Nunca esquecerá, no entanto, sua foto mais crua: “Estava em Hohenlepte (Alemanha). Uma mulher alemã violentada estava jogada em uma área de terra afundada, com uma faca cravada nos genitais." Era 8 de maio de 1945. "O dia que acabou a guerra", esclarece, quase lamentando por ter chegado atrasado. Para ele é a pior cena possível, por milhares de razões. "A mulher é a criação mais importante que temos em nossa vida. É nossa mãe, nossa esposa, nossa filha." Ao tirar fotos como esta última, Vaccaro percebeu seu ponto de inflexão: "Notei que, embora sendo um soldado, tinha a obrigação de denunciar o que meus olhos viam." É claro: "Nesse instante, ao me dar conta de que precisava ser testemunha da dor, reconheci que tinha me convertido em jornalista."

Ao finalizar o conflito, e 8.000 fotografias depois, Vaccaro trabalhou nos anos cinquenta para revistas como Flair, Look, Venture e, sobretudo, Life.

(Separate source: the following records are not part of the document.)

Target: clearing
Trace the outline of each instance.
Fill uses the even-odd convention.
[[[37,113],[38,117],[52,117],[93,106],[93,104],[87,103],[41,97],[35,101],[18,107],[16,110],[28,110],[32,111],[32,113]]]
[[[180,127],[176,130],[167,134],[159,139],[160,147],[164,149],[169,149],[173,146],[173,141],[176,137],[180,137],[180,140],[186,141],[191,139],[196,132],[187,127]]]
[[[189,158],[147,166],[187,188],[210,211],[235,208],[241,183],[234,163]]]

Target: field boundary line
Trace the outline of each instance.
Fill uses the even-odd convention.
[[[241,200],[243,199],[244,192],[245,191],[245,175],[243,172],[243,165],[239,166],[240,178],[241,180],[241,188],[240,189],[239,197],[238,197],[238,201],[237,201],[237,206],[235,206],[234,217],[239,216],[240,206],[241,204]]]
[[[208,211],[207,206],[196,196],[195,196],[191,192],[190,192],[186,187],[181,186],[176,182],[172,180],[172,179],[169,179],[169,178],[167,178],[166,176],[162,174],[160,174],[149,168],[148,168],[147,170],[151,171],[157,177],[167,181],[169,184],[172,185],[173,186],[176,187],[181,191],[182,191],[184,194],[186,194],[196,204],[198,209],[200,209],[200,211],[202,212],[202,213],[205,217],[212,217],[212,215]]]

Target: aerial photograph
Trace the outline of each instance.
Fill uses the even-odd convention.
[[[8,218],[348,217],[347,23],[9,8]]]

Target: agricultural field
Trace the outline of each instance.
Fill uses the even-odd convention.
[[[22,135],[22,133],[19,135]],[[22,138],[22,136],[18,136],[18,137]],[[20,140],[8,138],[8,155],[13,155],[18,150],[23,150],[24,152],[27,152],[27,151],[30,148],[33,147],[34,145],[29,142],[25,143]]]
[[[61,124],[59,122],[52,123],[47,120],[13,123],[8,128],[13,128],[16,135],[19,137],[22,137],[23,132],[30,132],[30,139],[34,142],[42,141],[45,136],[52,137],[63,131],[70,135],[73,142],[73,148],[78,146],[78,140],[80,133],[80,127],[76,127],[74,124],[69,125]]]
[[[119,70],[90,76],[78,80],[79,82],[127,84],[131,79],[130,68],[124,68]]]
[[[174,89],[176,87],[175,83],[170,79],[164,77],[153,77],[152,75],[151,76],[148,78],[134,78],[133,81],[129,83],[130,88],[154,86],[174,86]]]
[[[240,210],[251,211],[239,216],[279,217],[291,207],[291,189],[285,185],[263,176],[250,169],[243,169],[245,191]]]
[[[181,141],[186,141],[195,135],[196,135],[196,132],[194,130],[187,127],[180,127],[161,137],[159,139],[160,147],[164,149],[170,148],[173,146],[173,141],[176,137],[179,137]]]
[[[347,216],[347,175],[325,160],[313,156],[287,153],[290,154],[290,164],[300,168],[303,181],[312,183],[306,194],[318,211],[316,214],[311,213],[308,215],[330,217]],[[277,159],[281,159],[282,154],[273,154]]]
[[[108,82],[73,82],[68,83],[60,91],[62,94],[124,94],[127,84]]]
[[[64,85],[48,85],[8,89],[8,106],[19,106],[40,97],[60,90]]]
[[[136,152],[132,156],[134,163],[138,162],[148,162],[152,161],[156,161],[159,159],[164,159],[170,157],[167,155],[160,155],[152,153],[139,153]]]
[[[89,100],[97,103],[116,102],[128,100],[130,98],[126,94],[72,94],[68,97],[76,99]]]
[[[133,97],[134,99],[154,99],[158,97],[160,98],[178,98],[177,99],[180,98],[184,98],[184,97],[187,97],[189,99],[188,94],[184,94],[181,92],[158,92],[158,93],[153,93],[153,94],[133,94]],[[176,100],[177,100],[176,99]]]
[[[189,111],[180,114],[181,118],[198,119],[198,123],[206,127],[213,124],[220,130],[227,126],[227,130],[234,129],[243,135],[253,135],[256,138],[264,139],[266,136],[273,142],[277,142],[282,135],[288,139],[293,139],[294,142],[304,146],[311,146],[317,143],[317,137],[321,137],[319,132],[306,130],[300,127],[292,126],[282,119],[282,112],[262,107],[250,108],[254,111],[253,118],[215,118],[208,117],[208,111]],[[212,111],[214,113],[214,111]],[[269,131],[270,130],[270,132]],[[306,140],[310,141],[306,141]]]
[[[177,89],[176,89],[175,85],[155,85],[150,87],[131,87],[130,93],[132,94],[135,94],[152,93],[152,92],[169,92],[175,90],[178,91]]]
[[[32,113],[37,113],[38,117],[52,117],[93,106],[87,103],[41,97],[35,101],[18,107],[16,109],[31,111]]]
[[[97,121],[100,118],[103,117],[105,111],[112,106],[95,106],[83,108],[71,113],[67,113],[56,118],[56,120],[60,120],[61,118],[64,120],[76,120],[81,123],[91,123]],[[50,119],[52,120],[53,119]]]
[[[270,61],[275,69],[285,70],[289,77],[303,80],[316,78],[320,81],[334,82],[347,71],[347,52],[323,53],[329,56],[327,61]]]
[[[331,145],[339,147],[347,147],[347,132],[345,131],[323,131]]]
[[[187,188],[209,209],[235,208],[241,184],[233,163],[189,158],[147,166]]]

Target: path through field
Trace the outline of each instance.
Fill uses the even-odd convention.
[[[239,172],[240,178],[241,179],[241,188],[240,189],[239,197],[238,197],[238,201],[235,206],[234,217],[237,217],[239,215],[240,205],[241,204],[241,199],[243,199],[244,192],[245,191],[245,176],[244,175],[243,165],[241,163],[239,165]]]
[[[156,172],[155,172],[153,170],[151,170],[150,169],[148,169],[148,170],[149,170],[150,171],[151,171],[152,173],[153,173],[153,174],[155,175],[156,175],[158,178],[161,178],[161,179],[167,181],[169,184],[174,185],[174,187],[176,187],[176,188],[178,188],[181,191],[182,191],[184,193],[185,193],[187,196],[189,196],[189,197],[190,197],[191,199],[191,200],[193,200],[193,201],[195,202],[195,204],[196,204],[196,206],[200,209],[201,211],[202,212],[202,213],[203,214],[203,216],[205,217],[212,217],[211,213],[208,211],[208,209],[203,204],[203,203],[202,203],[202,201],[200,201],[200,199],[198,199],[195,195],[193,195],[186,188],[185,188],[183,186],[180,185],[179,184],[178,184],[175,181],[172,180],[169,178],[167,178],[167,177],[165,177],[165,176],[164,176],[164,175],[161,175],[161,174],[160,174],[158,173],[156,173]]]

Foi a época em que viveu entre Nova York e Roma, em plena era Cinecittá. É a etapa que dedica aos grande retratos: Shirley MacLaine, Marlon Brando, Charles Chaplin, Sofia Loren, Maria Callas, Federico Fellini e Pablo Picasso, entre outros.

Não acredita que o mundo tenha mudado muito desde que tinha 20 anos. "A tragédia do ser humano hoje são as Nações Unidas. Posso ver a sede da janela de minha casa em Nova York e sempre que olho penso em sua inutilidade. O mundo precisa de um guia."

Não duvida em aconselhar os profissionais de hoje: "O fotojornalismo sempre precisa contar a verdade. Mas para fazer isso, também é preciso saber onde estão as histórias e se deslocar até onde elas estão. E contá-las."

Tony Vaccaro, aquele menino ítalo-americano que lia a vida nos rostos dos vizinhos de seus avôs, hoje com 91 anos, continua colocando uma cara - e palavras - ao horror e à esperança presentes durante a II Guerra Mundial. Uma guerra na qual quis participar sem saber no momento o quanto conquistaria depois por denunciá-la, como soldado e também como fotógrafo. Depois de milhares de disparos.